以前、ご紹介したことがあると思いますが、IEIには子会社のQNAPというNASメーカーがあります。実は、そのQNAPでAfoBotのソフトウェアを開発し、我々IEIでハードウェアを設計しています。そのため、ちょっとしたカスタマイズにも対応できます。本体スピーカーの下に「QNAP×IEI」とロゴが印字されていますから、おわかりいただけるかと思います。つまり我々とQNAPがタッグを組んで完成した初めての製品なのです。

ーーなるほど。何か面白いAfoBotの使い方や事例はありますか?

Laiさん:はい。最近アナウンスした面白い事例ですが、AfoBotを活用した「赤ちゃんの見守りシステム」【★写真4】があります。これは単なる監視カメラではなく、赤ちゃんの動きや呼吸、心拍数、体温などを非接触(非侵襲)で測定し、それらのデータをAfoBotで取集したのち、bluetoothで送ることができます。いわばIoTのエッジデバイスの代わりになるものです。いろいろなものをIoTデバイスにしようという戦略のひとつと考えてください。

【★写真4】AfoBotを活用した「赤ちゃん見守りシステム」。赤ちゃんの体にセンサが直接付かないので安心。さまざななIoTデータを無線で飛ばす。

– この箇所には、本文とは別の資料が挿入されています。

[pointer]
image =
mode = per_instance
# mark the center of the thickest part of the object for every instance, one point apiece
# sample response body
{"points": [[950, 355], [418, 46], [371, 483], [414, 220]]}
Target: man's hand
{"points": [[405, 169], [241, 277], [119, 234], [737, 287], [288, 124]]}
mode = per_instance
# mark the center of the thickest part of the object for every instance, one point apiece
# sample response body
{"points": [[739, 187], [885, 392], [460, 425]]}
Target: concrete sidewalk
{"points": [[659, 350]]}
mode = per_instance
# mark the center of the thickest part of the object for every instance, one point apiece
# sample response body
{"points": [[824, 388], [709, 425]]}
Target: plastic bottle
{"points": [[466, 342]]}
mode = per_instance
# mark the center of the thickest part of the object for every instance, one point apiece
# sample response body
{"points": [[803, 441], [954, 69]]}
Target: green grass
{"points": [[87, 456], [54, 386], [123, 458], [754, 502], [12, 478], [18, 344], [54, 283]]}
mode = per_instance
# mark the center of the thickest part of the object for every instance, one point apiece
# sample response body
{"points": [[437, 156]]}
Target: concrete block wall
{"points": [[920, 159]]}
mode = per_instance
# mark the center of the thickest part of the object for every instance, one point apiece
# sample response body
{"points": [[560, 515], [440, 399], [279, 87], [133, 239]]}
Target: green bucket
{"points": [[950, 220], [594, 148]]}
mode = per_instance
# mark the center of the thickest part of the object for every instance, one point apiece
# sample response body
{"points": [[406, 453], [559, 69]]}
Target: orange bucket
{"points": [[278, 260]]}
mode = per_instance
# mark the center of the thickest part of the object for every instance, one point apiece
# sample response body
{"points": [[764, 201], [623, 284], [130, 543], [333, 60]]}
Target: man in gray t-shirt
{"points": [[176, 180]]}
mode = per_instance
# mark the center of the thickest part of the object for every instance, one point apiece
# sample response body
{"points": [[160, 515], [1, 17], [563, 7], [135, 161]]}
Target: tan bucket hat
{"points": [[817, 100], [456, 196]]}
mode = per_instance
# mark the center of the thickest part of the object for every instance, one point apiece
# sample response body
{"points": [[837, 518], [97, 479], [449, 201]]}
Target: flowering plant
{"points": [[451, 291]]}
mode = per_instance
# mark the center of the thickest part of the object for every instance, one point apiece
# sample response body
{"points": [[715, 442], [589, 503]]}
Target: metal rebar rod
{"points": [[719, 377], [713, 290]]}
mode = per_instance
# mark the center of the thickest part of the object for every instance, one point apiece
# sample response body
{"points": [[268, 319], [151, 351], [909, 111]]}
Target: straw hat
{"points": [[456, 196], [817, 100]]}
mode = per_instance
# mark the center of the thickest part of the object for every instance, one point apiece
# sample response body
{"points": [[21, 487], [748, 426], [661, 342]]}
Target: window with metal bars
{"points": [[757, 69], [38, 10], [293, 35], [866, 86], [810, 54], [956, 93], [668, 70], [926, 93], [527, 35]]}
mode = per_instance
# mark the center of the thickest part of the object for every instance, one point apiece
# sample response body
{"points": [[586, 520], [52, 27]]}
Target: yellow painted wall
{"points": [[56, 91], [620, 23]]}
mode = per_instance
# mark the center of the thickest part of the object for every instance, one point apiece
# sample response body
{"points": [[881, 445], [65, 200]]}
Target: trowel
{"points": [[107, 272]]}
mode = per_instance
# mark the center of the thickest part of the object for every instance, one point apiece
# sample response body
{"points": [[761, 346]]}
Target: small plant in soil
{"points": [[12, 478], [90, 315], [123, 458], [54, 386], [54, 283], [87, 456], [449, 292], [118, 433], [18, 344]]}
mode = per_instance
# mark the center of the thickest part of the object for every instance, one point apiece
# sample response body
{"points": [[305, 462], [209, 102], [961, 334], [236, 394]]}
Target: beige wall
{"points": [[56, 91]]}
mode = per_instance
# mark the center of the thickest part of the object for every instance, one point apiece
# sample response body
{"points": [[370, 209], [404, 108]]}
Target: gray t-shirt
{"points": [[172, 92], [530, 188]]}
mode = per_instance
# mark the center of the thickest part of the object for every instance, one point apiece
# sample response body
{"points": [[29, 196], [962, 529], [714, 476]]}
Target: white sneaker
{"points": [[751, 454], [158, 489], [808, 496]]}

赤ちゃんの動きは、光ファイバを織り込んだシーツで検出します。赤ちゃんが動くと、光ファイバに圧力がかかり、データの転送率が変化するため、これを測定することで、さまざまな様子がわかります。体温は赤外線によって非接触で計測します。オムツを替えるタイミングも、下半身の熱量でわかります。AfoBotが何か大きな変化や、ある一定のパターンを検出すると、お母さんにアラートメールを投げることもできます。

ーーこういう新しいご提案をすることで、さらに多くのメーカーさんと協力できる可能性が生まれそうですね!

Laiさん:そうです。いまの事例は光ファイバシーツの企業とのコラボになりますが、いろいろなアプリケーションにも展開できると思います。AfoBot側でモータコントロールのAPIなどもご用意していますので、開発者側でAPIを使ったアプリをつくれます。

ーーAfoBotには、ディスプレイが付いているので、この画面を利用して、お客さんを誘導するような移動ロボットや監視ロボットなども作れそうですね。いろいろとアイデアが広がります。今後も面白いアプリを期待したいと思います。本日はありがとうございました。